3
リンが静かにバスルームから出ると、部屋の明かりは落とされていた、ベッド脇の間接照明が小さな膨らみを照らしている。ゆっくりと音を立てないように冷蔵庫を開けて水を取り出す。
「リン……」
背後からそっと息を吹き掛けられるような声がした。
「エド?起きてたノ?」
脇腹の辺りがざわつく、それを無視してリンは笑いながら振り向いた。
「明日は早起きするヨ、早く寝ナ」
「リン……」
「どしたノ」
「眠れないんだ……」
ベッドの上に身体を起こしたエドワードを見る、グリードから弛緩剤か安定剤を買ってくるべきだった、今更そう思ってみても仕方がない。冷蔵庫の脇のちゃちなバーカウンターから白ワインを見繕って、一口舐めてみる。適当にアルコールは強いし、癖がなくて飲みやすい味がした。
「飲んデ。眠れるかラ」
グラスを両手で傾けるエドワードの白い喉から目が離せない、ふ、と飲み干したエドワードが息を吐いたことで、目を離せなかった自分に気が付いた。
「熱い……」
「水飲ム?」
「うん……」
冷蔵庫に戻っていくと背後でぽすんと軽い音がする、水を持ってベッドに戻れば、エドワードはすでに横たわっていた。
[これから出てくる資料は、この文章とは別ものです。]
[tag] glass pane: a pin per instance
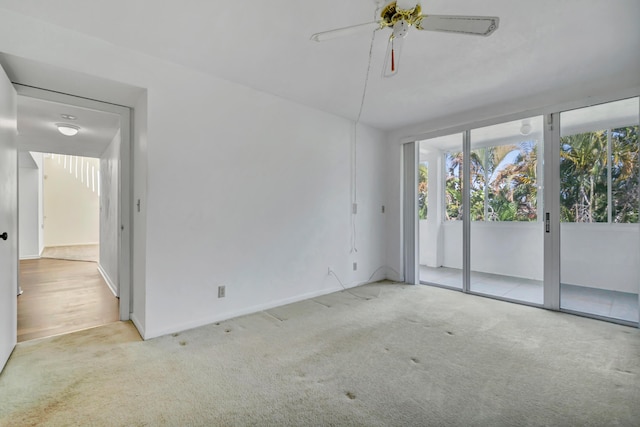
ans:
(506, 236)
(599, 202)
(440, 211)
華奢な身体が、大きめのクッションに上半身を預けて、大きく息をしていた。
エドワードの息に合わせて胸が大きく上下する、その度にバスローブが濃い陰影でなだらかな曲線をリンに魅せていた。
「エ……」
「リン、」
「ン?」
「オレ、リンに、何も返してやれないんだ」
「お返しっテ?」
「こんなにしてくれてるのに、何も、返せない」
お返しなんていらないヨ、そう、リンが言おうとして、口を開いたとき、エドワードの喉から音が漏れる方が早かった。
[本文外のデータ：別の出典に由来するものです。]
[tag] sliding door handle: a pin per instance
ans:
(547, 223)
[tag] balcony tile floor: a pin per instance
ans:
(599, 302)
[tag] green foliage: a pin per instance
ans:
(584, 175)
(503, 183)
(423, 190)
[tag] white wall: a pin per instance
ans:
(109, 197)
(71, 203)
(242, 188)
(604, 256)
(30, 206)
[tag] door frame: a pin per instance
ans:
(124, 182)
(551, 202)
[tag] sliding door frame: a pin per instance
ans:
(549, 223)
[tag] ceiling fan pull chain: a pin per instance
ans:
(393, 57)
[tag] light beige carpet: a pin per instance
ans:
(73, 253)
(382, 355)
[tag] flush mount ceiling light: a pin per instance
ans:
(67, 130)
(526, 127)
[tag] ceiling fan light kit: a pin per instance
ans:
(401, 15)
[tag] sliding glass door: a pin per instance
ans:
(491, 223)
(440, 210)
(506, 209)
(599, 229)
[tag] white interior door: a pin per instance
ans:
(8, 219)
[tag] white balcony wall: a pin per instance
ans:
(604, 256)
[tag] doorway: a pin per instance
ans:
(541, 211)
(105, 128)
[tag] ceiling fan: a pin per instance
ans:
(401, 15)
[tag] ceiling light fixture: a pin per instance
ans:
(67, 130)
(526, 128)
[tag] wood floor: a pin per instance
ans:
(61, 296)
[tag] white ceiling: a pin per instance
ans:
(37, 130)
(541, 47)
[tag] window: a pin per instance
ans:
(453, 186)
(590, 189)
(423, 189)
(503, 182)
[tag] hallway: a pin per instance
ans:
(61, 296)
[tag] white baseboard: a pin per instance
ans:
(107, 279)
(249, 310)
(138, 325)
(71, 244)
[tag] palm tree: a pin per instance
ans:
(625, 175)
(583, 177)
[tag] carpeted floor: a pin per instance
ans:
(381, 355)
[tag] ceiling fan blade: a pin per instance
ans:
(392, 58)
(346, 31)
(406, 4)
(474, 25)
「リン、が、や、じゃなかったら、オレの事…すきにして、くれ…」
リンの動機がどくんと激しくなった、馬鹿な、こんな風に動揺してはいけない。
「そ、んな事、言うもんじゃないヨ」
声が枯れてうまく取り繕えなかった。クッションと細い腕に顔を埋めたエドワードの顔は見えない。
「だって、じゃあ、何でさっきオレにキスしたの」
頭を鈍器で殴られたような気分だった、吐き気がする、実際喧嘩をして後ろから蹴られたときにこんな目眩を感じた。
何もいらない、無償の愛で、エドワードを逃がしてやる。
初めから一度として、そんな風に思っていたわけではなかった。
「リン」
『エドワードが手に入る』と、そう思って、ここまでしている。
なんて浅ましい。
でも、何より、さっきのキスが『見返り』だったのだと、そういう意味で、キスを、したのだと
エドワードにそう思われたということが、リンの心をえぐった。
「リ、」
エドワードがリンの名前をもう一度呼ぶ前に、リンはシーツごとエドワードのバスローブを乱暴に剥いだ。